I Know Who Killed Me
What’s the Story?
In I KNOW WHO KILLED ME, high school student (Lindsay Lohan) Aubrey finds her perfect suburban life in New Salem disrupted by a serial killer who preys on girls much like her. Under increasing pressure to be a success, maintains an admirable distance from her football star boyfriend Jerrod (Brian Geraghty) while also flirting with the lawn-man (whose salacious solicitation in the driveway is embarrassingly corny). Such effort to keep chaste is for naught, however, when Aubrey is snatched by the killer and tied up in his basement, where he proceeds to torture her mercilessly. She screams and groans a lot. Several worried-parents scenes later, Aubrey seems to reappear by the side of a road, minus an arm, a leg, and her memory. She insists that her name is Dakota, that she's a stripper who grew up with a crackhead mother, and that she has no idea how she was injured: Her limbs were "just gone." Aubrey's mom and dad don't believe this, and neither do a couple of FBI agents (Garcelle Beauvais-Nilon and Spencer Garrett) and a shrink (Gregory Itzin, who played President Logan in 24, and so looks immediately suspicious).
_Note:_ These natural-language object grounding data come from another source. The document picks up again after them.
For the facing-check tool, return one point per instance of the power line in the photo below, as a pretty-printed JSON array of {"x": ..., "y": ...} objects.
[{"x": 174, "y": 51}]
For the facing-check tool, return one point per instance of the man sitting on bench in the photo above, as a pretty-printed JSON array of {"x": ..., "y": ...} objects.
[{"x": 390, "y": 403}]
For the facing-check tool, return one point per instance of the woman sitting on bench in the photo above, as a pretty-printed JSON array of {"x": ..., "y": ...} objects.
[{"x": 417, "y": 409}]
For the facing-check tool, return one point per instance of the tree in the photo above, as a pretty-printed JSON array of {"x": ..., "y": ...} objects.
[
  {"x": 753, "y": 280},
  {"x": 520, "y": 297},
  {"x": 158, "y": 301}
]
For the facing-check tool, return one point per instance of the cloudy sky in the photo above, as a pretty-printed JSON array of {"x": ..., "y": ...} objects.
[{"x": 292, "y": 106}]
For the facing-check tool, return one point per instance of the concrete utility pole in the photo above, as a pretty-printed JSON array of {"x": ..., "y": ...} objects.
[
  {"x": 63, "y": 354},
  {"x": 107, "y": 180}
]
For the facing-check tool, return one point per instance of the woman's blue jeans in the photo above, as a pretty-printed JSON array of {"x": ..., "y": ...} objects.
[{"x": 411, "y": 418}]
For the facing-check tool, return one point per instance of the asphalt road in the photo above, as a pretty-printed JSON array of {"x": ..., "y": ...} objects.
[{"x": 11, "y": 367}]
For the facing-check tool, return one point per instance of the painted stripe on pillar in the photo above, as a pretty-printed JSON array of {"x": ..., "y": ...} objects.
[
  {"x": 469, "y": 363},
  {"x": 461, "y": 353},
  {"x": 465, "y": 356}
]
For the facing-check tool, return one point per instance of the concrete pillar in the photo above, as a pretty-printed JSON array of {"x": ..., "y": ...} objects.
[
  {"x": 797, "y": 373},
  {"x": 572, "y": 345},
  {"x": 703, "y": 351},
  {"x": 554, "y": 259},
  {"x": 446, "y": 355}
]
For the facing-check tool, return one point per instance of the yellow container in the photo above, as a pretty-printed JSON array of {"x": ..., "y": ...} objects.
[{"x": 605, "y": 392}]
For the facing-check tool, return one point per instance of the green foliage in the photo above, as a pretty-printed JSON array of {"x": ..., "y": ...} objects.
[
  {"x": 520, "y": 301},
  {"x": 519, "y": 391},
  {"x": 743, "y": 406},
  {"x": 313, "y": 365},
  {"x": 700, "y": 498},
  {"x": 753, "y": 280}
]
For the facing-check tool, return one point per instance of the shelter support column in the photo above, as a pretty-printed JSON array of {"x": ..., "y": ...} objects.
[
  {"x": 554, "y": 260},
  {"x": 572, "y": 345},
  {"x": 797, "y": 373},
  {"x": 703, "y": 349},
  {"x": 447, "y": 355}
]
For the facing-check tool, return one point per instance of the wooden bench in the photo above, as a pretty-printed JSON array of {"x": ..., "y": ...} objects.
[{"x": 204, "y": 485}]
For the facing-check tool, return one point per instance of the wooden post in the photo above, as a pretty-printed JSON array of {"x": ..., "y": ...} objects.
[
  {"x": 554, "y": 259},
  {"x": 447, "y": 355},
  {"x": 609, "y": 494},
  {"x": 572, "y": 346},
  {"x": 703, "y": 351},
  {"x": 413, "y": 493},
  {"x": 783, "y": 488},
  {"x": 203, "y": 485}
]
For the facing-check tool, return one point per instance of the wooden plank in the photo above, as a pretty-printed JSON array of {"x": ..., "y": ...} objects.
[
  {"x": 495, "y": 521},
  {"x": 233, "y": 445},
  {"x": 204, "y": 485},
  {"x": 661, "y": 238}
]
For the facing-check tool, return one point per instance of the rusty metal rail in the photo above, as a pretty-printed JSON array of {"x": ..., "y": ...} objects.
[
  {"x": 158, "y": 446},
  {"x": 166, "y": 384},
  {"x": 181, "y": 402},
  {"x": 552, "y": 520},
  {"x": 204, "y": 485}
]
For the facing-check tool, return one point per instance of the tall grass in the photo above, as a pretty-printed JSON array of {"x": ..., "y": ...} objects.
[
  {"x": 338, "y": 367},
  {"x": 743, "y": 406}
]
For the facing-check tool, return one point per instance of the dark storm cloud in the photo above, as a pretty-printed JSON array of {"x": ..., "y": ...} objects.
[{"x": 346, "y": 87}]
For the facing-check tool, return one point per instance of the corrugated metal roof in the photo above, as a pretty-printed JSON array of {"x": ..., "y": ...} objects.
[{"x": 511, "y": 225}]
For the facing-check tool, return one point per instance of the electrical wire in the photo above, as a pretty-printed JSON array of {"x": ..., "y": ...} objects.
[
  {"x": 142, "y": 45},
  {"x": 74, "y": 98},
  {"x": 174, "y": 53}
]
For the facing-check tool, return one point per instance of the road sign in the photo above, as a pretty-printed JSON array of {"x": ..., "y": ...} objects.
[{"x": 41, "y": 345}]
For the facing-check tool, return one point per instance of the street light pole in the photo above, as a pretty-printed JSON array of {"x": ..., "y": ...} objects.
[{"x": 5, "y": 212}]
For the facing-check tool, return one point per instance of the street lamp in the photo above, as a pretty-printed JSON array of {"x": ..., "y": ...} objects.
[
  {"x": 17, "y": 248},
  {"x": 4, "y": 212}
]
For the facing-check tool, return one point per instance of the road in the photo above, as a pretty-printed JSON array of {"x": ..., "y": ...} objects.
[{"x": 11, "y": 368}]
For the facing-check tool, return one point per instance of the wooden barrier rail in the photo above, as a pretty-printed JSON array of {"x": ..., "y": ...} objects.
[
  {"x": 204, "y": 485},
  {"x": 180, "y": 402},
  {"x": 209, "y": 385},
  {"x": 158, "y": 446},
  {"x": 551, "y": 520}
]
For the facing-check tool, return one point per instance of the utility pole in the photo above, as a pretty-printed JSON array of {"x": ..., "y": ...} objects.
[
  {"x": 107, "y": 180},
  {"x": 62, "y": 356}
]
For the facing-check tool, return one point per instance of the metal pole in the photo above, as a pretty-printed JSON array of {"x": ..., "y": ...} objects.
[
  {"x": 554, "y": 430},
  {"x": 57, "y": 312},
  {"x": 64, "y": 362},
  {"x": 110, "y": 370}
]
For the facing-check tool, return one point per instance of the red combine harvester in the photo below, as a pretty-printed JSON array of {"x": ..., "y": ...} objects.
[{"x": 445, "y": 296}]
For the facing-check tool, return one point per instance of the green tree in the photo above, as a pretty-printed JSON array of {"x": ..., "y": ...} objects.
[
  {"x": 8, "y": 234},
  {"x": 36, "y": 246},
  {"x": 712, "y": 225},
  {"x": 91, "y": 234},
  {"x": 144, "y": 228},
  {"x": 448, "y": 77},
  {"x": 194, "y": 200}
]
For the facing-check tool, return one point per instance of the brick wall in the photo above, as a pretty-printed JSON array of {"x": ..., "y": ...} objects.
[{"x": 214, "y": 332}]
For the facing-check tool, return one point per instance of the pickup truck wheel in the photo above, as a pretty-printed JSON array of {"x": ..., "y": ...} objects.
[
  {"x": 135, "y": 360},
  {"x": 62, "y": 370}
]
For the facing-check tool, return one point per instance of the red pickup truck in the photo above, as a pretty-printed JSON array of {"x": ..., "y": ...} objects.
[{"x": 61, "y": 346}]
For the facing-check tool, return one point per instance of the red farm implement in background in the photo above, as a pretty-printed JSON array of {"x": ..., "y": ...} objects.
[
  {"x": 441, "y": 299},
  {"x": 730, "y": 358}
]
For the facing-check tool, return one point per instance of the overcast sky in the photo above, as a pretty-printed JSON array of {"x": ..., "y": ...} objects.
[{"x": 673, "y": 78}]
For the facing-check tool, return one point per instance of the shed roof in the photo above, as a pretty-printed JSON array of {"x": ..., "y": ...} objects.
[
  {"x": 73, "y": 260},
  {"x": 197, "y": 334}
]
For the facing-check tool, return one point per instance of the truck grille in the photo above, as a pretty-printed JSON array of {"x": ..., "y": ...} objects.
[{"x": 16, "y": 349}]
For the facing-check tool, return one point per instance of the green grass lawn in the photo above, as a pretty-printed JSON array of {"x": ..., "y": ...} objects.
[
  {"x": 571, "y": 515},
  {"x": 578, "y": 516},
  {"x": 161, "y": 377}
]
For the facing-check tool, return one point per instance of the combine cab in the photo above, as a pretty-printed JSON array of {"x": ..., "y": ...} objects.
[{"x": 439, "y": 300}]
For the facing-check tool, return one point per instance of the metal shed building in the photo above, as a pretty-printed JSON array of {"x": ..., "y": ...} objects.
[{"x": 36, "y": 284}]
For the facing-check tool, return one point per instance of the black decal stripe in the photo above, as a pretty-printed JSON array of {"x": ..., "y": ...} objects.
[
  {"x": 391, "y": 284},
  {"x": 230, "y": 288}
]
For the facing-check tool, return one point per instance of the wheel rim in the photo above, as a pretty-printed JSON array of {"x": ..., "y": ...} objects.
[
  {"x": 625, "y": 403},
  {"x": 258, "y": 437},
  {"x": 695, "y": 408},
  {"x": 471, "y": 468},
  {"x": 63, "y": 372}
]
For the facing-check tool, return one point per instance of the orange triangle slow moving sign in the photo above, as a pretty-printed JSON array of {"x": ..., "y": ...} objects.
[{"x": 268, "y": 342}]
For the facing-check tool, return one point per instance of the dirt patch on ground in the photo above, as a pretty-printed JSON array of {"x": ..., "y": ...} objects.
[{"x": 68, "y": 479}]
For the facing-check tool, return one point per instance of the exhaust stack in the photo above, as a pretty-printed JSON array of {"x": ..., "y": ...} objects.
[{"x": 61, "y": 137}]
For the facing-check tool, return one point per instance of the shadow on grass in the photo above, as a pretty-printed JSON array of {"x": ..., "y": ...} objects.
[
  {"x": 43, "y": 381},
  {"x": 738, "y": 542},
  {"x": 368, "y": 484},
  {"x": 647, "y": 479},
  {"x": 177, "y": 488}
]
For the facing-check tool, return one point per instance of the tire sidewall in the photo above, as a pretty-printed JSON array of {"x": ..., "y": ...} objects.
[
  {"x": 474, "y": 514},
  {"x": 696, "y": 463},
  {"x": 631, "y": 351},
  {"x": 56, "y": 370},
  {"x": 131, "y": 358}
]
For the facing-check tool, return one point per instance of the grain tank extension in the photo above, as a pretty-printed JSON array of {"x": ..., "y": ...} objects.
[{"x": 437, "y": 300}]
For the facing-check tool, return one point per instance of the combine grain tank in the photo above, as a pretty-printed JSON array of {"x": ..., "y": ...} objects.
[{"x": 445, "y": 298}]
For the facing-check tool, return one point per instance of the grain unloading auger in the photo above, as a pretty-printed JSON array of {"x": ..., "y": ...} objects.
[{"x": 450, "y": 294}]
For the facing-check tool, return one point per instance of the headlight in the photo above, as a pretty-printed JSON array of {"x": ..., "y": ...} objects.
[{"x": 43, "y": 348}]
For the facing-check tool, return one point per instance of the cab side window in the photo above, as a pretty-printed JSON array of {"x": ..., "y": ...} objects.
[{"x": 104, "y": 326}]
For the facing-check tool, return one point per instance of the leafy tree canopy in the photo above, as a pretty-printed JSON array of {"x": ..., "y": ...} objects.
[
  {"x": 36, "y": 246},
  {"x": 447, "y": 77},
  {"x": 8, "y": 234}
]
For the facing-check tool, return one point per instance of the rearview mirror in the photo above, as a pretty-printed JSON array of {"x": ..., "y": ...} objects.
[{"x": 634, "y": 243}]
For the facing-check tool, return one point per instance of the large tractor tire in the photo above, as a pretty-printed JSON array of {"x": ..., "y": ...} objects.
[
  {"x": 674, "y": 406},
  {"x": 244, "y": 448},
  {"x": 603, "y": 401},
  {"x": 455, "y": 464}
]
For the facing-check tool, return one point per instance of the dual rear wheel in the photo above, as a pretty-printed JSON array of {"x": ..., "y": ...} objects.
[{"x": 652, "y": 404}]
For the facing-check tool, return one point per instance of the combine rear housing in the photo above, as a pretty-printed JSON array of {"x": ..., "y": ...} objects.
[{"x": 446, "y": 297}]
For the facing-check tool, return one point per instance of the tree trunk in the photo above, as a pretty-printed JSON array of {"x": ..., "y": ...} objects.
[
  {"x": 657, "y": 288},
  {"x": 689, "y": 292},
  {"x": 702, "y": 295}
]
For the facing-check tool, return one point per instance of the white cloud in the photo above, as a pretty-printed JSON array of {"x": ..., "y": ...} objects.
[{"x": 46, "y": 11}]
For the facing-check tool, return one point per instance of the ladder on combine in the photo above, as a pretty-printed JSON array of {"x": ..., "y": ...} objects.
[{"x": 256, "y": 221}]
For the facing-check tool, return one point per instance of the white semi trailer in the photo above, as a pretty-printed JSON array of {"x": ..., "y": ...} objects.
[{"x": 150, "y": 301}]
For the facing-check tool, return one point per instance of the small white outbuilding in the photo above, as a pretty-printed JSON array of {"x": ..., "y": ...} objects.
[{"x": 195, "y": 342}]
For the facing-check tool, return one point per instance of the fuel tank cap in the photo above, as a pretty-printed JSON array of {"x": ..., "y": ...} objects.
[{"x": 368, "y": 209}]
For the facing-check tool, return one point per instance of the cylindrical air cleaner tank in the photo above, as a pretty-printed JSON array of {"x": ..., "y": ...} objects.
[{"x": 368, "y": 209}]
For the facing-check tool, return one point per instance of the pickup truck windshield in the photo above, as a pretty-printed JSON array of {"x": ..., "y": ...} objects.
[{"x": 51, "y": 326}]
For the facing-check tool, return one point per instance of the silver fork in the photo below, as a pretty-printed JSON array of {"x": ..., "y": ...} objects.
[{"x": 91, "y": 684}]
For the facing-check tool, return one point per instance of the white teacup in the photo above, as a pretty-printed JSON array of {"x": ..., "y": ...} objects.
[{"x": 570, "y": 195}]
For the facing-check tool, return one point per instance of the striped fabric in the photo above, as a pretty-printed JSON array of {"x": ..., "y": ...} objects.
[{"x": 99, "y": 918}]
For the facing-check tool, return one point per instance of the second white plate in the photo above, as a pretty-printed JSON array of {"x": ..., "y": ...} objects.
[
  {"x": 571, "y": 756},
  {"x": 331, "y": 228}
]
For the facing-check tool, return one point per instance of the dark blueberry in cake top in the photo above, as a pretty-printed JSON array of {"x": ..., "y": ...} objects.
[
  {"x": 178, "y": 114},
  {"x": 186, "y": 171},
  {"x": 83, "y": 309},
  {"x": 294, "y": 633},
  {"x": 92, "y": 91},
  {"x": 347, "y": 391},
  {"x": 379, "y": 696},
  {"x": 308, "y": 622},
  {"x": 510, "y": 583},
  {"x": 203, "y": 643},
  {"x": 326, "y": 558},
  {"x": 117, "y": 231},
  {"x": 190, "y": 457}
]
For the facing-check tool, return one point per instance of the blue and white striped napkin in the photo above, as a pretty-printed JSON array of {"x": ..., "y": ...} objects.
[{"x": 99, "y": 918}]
But even when they badger her, Dakota resists righteously ("You're going to use me as bait unless I cooperate?"). Insisting she's right, she sets off on her own, pursuing hunches, tracking keywords on the Internet, and suddenly believing that she has a missing twin sister whose life she must save.
Is It Any Good?
The film's banal premise that leads to an egregiously violent and incoherent plot. While much unkind fun has been made of Lohan's off-screen drama, Chris Sivertson's movie indicates that she's made at least one very bad professional decision too (this even though her performance in the film, playing two characters, is fine).
And as preposterous as the plot sounds, the film's structure is worse, at once clichhd and outrageous: flashbacks to Dakota's pole-dancing days are shot through a red filter and in slow motion; the FBI agents' dialogue is clumsy and obvious ("The cutting is about punishment," says one, stating the obvious, "but [the killer] doesn't like the dying part"); and cuts between one scene and another make little sense (Dakota and Aubrey's dad have a showdown in one moment, then set off on an ill-advised rescue mission in the next). While it's clear enough that the murderer is psychotic, the movie leaves you wondering about everyone else as well.